Ciò che rileva principalmente è l'intensità del pericolo cerato con la condotta incriminata. Occorre infatti accertare che dalla condotta del reo sia derivato un danno o un pericolo per l'interesse protetto dalla norma (perché in caso contrario saremo di fronte ad un fatto atipico per difetto di offensività ai sensi dell'art. 49 c.p.) e che questo sia esiguo, ossia talmente modesto che, pur essendo penalmente rilevante, non merita neppure la risposta sanzionatoria più lieve prevista dall'ordinamento per quel fatto.

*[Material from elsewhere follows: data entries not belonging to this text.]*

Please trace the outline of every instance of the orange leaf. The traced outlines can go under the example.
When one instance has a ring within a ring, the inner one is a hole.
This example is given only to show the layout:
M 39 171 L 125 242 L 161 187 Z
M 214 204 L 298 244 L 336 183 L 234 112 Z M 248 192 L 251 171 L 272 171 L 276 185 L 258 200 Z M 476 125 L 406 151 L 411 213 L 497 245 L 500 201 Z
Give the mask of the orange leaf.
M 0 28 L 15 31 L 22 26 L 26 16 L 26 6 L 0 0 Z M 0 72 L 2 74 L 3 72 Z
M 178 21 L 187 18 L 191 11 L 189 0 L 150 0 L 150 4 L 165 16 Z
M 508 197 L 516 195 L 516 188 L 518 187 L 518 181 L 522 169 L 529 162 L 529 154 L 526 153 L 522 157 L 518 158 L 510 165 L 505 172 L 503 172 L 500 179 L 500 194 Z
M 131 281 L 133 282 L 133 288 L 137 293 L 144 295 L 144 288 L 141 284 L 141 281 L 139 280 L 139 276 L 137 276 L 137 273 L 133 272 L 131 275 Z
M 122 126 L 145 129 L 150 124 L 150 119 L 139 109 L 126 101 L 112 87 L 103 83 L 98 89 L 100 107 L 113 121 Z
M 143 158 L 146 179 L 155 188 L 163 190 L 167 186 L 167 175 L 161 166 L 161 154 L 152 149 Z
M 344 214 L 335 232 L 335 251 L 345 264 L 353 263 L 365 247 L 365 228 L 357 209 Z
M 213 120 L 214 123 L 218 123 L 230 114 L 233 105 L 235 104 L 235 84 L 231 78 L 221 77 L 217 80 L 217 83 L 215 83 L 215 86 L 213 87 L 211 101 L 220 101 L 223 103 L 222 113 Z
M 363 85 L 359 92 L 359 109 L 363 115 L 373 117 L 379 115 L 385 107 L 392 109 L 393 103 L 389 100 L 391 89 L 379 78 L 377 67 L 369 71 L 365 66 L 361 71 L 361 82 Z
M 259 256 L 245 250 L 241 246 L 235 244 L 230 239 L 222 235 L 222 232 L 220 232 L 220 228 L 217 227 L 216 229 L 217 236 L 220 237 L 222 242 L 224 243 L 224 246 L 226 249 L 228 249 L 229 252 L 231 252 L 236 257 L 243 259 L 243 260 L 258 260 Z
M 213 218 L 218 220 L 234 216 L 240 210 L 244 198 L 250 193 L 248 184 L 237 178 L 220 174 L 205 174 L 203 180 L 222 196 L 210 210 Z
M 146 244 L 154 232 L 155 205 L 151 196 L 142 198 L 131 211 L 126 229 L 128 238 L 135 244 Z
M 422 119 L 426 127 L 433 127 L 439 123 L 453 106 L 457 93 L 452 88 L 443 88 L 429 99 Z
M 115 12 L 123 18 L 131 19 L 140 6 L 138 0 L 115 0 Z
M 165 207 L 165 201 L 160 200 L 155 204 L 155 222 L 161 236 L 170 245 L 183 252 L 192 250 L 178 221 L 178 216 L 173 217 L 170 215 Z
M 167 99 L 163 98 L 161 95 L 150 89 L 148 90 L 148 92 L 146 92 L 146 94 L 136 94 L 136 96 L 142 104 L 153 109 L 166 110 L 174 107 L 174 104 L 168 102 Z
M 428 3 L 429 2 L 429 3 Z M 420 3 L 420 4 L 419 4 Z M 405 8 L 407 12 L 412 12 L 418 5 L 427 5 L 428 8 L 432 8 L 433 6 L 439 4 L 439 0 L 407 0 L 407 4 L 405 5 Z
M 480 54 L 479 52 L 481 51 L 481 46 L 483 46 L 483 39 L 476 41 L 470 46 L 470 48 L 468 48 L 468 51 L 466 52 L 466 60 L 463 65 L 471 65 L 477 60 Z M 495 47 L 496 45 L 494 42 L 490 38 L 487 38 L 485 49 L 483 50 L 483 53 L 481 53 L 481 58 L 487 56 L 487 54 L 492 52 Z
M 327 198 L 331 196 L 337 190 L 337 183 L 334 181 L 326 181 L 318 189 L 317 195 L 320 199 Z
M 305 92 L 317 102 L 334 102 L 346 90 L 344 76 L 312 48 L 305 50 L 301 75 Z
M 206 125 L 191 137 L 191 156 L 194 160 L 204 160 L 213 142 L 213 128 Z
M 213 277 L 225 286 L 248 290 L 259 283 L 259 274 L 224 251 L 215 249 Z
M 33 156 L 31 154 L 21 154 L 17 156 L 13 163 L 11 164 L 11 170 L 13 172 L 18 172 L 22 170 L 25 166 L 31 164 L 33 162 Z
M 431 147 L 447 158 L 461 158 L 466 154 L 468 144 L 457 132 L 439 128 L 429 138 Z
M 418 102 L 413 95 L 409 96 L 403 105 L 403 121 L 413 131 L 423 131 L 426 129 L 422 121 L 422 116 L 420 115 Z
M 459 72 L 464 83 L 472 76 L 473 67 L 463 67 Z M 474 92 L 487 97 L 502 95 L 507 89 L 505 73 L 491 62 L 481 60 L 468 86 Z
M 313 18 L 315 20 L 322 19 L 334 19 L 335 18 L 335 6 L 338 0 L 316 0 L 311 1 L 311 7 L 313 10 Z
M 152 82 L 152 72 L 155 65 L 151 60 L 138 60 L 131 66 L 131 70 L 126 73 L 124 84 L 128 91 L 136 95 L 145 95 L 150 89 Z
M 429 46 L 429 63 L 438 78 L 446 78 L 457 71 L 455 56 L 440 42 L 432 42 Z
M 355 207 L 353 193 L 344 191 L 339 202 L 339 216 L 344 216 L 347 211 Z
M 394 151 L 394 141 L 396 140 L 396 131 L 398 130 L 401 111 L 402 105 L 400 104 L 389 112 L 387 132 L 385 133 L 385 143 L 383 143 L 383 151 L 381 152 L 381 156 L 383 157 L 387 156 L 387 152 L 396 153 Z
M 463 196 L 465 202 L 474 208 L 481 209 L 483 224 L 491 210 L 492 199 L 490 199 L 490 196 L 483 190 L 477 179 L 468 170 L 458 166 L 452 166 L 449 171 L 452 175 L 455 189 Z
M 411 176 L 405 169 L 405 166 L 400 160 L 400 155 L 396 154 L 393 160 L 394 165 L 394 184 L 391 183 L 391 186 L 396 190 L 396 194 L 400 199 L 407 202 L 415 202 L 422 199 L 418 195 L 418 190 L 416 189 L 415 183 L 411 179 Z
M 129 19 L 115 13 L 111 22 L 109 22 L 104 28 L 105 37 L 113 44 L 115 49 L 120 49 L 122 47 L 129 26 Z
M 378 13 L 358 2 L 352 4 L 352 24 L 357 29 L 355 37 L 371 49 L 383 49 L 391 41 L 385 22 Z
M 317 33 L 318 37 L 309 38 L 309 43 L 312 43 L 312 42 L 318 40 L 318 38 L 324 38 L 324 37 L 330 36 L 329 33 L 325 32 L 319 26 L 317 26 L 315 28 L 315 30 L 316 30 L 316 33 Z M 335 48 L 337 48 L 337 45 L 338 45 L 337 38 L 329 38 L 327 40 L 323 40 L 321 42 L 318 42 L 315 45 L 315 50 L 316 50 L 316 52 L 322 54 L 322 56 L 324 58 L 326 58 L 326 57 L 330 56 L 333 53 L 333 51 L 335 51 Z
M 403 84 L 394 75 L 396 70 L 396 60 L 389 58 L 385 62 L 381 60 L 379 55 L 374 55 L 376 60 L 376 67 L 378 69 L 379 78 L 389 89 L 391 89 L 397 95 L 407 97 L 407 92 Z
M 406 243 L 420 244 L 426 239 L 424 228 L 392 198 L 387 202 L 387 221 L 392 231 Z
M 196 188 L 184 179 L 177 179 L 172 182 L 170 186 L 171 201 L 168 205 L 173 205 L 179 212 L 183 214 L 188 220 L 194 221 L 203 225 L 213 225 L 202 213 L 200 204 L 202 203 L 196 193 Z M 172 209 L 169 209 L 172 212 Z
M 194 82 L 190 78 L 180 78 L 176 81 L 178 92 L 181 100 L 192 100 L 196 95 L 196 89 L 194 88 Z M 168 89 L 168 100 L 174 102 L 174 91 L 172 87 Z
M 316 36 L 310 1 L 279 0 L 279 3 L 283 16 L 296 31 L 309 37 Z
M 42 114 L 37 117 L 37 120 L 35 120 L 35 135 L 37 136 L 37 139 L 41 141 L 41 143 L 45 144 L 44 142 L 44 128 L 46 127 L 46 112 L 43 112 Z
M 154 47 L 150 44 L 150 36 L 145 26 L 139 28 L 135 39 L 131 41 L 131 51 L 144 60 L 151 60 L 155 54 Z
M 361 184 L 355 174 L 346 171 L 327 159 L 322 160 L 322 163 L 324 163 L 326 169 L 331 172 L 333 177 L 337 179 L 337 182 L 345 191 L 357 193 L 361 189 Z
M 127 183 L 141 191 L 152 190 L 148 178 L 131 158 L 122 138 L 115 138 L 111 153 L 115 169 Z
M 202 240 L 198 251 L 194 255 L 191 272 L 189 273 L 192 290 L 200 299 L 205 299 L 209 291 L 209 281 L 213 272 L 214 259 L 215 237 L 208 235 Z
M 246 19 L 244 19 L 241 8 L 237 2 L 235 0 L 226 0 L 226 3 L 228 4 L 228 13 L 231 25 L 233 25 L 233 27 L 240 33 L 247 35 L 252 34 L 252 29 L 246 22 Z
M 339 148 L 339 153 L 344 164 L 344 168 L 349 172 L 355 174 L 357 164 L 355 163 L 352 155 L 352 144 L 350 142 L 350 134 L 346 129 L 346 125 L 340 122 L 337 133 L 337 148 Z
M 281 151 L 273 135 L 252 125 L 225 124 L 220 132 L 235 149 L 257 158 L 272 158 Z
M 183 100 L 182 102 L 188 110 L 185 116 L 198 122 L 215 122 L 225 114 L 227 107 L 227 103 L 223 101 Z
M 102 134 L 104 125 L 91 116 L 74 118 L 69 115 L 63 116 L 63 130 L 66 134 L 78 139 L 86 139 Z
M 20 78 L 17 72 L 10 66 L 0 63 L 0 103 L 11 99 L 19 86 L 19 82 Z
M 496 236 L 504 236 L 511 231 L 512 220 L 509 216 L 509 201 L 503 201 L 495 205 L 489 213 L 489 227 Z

L'intensità del pericolo dipende in primo luogo dalla tipologia di strumento posseduto o lanciato, posto che un ordigno, in ragione delle dimensioni e delle modalità di funzionamento, può esprimere una potenzialità lesiva assai variegata (si pensi, ad esempio, ad una piccola torcia capace unicamente di emettere un modesta quantità di fumo, senza propulsioni, esplosioni, fiamme, ecc. capaci di proiettare schegge o parti dell'oggetto).

In secondo luogo, rileva la condotta tenuta dal possessore dell'ordigno, essendo evidentemente assai meno pericoloso lasciare cadere il dispositivo nel fossato che separa la curva della tifoseria dal terreno di gioco, rispetto a gettarlo in mezzo al campo.

Infine, può essere valorizzato l'atteggiamento tenuto nella contestualità dei fatti dall'imputato, il quale, ad esempio, si sia attivato per avvisare ed allontanare gli altri tifosi prima del lancio, in modo da “schermare” il pericolo creato.

Guida all'approfondimento

A. Trinci, La particolare tenuità del fatto, Giuffrè, 2016, in corso di pubblicazione.